To address the issues above, in this work we focus on pose face transformation for visual data augmentation using the Generative Adversarial Networks. We propose a novel GAN framework that enables a controlled synthesis of new face images from a single source face image given a driving face image while preserving the subject identity. The framework is trained in self-supervised settings using pairs of source and driving face images. To demonstrate the performance of our model, some face verification experiments are conducted using our proposed pose augmentation strategies. The framework architecture is described in Section 3, and the self-supervised training method in Section 4.
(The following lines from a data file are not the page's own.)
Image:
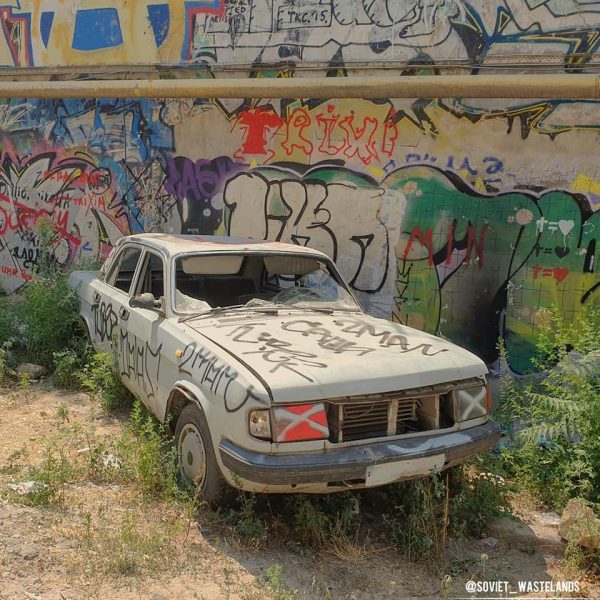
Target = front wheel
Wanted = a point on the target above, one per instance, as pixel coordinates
(196, 458)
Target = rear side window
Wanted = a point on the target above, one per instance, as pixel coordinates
(121, 274)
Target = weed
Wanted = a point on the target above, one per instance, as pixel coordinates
(148, 456)
(45, 484)
(556, 455)
(129, 546)
(3, 366)
(12, 466)
(70, 363)
(315, 517)
(43, 301)
(479, 495)
(100, 380)
(273, 579)
(250, 528)
(24, 381)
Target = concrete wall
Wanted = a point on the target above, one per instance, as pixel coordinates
(463, 217)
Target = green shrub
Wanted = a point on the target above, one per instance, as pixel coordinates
(478, 494)
(555, 454)
(99, 378)
(8, 325)
(48, 318)
(70, 364)
(148, 455)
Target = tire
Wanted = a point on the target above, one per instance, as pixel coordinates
(198, 466)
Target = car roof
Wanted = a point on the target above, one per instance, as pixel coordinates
(172, 244)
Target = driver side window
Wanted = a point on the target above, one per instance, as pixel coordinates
(121, 275)
(152, 276)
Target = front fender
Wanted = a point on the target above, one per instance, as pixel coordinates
(188, 390)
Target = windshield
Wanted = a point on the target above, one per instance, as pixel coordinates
(255, 281)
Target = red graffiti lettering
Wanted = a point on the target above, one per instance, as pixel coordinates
(425, 239)
(557, 273)
(359, 140)
(328, 122)
(256, 123)
(295, 126)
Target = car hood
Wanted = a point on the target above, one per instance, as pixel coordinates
(302, 356)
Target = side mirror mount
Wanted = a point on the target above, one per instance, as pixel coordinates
(147, 301)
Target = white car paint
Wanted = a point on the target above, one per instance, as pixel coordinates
(232, 363)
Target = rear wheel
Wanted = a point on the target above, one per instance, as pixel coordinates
(196, 458)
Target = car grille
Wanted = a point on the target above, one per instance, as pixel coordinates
(392, 413)
(366, 418)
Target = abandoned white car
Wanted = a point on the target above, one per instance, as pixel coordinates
(273, 377)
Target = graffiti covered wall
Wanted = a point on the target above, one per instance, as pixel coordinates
(458, 216)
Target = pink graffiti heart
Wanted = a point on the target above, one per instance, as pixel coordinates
(566, 226)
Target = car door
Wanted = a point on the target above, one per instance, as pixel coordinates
(140, 341)
(110, 296)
To conclude, our contributions are: We present the Pose Face Augmentation GAN (PFA-GAN) that can transform a pose of a source face image using another face image while preserving the identity of the source image, as well as the pose and the expression of the driving face image. The proposed framework consists of an identity encoder network, a pose encoder network, a generator, and a discriminator. We introduce a novel method for training the network in fully self-supervised settings using a large-scale dataset of unconstrained face images. We introduce some augmentation strategies that demonstrate how a baseline training set can be augmented to increase the pose variations. We conduct some comparative experiments on face verification. Our results clearly show that the augmented datasets based on our method outperform the baseline methods.
2D/3D Model-Based
Feng et al. (2017) proposed a 2D-based method to generate profile virtual faces with out-of-plane pose variations. They built a PCA-based shape model to control only the yaw rotations since the pose varies with the same rotation direction of the original shape, i.e. left or right. Meanwhile, many approaches employed 3D face models for face pose translation (Crispell et al., 2017; Blanz and Vetter, 1999; Zhu et al., 2016; Guo et al., 2017). Crispell et al. (2017) use a 3D face shape estimation method, followed by a rendering pipeline for arbitrarily reposing of faces and altering the light conditions. Although the results of the face re-lighting method are good, reposing of the face produces many distortions in its structure. In addition, the background is not fixed since it is rotated along with the direction of the face rotation. Blanz and Vetter (1999) proposed a method to estimate a 3D morphable face model by transforming the shape and the texture of a face image into a vector space representation. Then, faces with new poses and expressions can be modelled by modifying the estimated parameters to match the target 3D face model. This method is good at generating faces with small poses, but it failed with large poses due to the serious loss of the facial texture. Furthermore, some additional steps are required at synthesizing facial expressions such as smiling to generate the hidden regions (e.g. the teeth). Zhu et al. (2016) introduced the 3D Dense Face Alignment (3DDFA) algorithm to solve face alignment in large poses. 3DDFA has also been used to profile faces, which means synthesizing the face appearances in profile view from medium pose samples by predicting the depth of face image. However, this augmentation method reduces the realism of the generated images. Guo et al. (2017) proposed a face inverse rendering method (3DFaceNet) to recover geometry and lighting from a single image. With that, they can generate new face images with different attributes. Nevertheless, their inverse rendering procedure has limitations, and it may lead to inaccurate fitting for face images (e.g. estimating the coarse face geometry and pose parameters from a face image).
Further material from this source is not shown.